Oireachtas Joint and Select Committees

Tuesday, 6 July 2021

Joint Oireachtas Committee on Climate Action

Reduction of Carbon Emissions of 51% by 2030: Discussion (Resumed)

Mr. Jim Gannon:

I will start with some of the long-term issues the Deputy outlined and then move to the medium-term ones. Then I will cover the emergency temporary generation. If he will bear with me for a few minutes, I will get to that crux of his question.

It was known for some time that as we transition from an older, more fossil-intensive fleet, comprising units including oil, coal and peat, to a decarbonised world which will involve, in the medium term, significant proportions of wind, backed up by natural gas, we would be faced with a period of investment and a period of increased risk. This is as large parts of our existing portfolio are retired and we replace them with, as noted in our introductory statement, more flexible, predominantly gas, fossil fired plant, which will enable that transition. It is something of the scale we have now, but also which will be used significantly less and when needed. This capacity is procured on an all-island basis through the single electricity market. That is in partnership with the Utility Regulator of Northern Ireland. It relies on industry taking the appropriate market signal in an auction and also on delivering the pipeline of generators when it has won an auction and signed a contract to deliver.

In the medium term, we have outlined in our statement that we will be looking at a combination of new generation, storage and, critically, the three interconnectors to provide us with the generation we require. In the longer term, we envisage technologies such as green hydrogen, carbon capture and storage and greater and different types of storage and interconnection coming into play, alongside a decarbonisation of that gas which allows us to move beyond natural gas to different molecules and truly meet the net zero challenge. In the medium to long term, the capacity remuneration mechanism, CRM, in the single electricity market is how we will deliver that new capacity.
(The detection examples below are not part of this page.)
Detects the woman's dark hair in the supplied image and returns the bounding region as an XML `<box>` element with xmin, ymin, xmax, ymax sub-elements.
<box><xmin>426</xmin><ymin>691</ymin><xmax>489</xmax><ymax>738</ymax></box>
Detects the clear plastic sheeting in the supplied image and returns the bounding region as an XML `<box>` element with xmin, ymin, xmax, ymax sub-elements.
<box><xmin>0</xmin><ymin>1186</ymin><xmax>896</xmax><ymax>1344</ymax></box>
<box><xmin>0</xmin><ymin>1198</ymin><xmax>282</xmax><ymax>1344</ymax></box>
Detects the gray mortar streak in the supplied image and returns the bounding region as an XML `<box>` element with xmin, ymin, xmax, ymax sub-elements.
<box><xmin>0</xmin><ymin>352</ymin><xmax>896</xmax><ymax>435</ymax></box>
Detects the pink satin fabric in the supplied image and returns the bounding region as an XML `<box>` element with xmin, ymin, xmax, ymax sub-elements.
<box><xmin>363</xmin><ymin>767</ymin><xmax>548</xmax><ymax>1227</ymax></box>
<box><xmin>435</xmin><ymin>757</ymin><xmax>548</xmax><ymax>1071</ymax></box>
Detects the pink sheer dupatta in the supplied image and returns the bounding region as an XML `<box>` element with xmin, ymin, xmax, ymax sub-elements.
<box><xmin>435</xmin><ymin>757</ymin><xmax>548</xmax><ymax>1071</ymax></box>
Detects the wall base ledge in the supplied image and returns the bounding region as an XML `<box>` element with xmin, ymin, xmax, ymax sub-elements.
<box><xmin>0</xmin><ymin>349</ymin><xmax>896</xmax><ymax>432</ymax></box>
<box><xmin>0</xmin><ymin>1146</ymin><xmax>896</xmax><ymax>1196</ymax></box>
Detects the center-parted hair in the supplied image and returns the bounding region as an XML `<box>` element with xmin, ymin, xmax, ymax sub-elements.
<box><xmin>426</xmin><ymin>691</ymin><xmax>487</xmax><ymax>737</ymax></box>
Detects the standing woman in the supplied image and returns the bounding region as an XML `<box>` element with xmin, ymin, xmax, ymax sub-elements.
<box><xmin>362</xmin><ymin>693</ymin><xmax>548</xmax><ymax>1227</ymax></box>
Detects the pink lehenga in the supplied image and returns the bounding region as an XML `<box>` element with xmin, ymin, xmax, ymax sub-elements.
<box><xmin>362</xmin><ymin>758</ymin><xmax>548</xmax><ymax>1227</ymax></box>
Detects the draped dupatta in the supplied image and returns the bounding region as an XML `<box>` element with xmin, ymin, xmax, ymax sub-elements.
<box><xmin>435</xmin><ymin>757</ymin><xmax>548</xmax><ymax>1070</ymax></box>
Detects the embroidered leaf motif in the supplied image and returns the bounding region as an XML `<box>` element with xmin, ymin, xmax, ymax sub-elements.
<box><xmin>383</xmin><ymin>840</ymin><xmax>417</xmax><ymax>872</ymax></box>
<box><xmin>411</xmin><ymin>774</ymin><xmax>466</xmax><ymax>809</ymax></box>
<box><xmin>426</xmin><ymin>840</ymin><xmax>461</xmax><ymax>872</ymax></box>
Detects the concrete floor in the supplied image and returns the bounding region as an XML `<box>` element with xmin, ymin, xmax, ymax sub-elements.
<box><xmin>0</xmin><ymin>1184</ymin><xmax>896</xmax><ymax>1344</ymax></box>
We are left with this short-term challenge or risk, however. Underpinning all the provision of interconnection, capacity and storage is demand side response. The critical points in time where we see scarcity are in the winter, when we can have periods of low wind, low sunshine and it peaks between 4 p.m. and 7 p.m. Where we need responses is quite specific. If we can send the signals, both positive and negative, to industry and to consumers to take advantage of these times and to turn down and be rewarded for same, we will need to do that in combination with providing the supply side. Coming into the past winter, winter 2020-21, we had our seasonal update with EirGrid. We have a winter outlook and a summer outlook. That involves EirGrid, ourselves and the Department of Environment, Climate and Communications. In this we identify short-term challenges. These included an uptick and increase in demand from a range of sectors, which would have included data centres and the economy recovering or starting to recover post Covid. Separately, we noticed a reduction in the reliability of the existing fleet. Some of those pieces of the fleet that are of medium to older age are being asked to turn up and turn down more frequently as they balance the wind. They are being asked to do things they were not designed for, so the reliability of some of the existing fleet has decreased a little.

These were on our radar and we noted that they were more short-term challenges that might last over the course of this winter, next winter and the winter afterwards as we move from the older generation fleet to the new fleet. It was in November, December, January and particularly February and March that we had two outages in Whitegate and Huntstown, which were noted in the press. They were identified initially at that critical mid-point of winter, but then extended to long-term outages covering this winter. These were of the order of 800 MW, but they were 800 MW of the more dependable generation facilities we have to date. That is more than 10% of the thermal fleet we have, so that was significant in terms of increasing risk coming into this winter. At that point, where that crystallised a significant challenge and, indeed, an emergency for this winter coming, we began engaging further with EirGrid and the Department, not just on the medium-term challenge but this winter challenge. This is where, along with a number of measures, including working with the demand side, we began trying to secure or directing EirGrid to secure the emergency generation for the coming winter.

Emergency generation is one of a number of measures that will contribute to reducing risk this winter. We are hopeful, but not certain, that the units in Whitegate and Huntstown will return in sufficient time to cover all of this winter. We are also conscious that winter changes from year to year. We could have a winter of high winds or, as we experienced in January and February of this year, we could have a period of eight to ten days of very low winds. Again, the risk can increase or decrease in an unpredictable way from winter to winter, and the emergency generation is one measure to decrease some of that risk.

On the medium-term and long-term challenge, there are efforts to secure the new type of capacity we will need during our transition in a cost-effective way.

In the short term, there are a couple of building risks that were tightening that supply-demand balance but the trigger would have been around the realisation of this risk in Huntstown and Whitegate, as the Deputy has noted himself, and trying to ensure that should there be any delay in those units coming back that we would have sufficient capacity to supply ourselves. That additional capacity is around mitigation of that risk.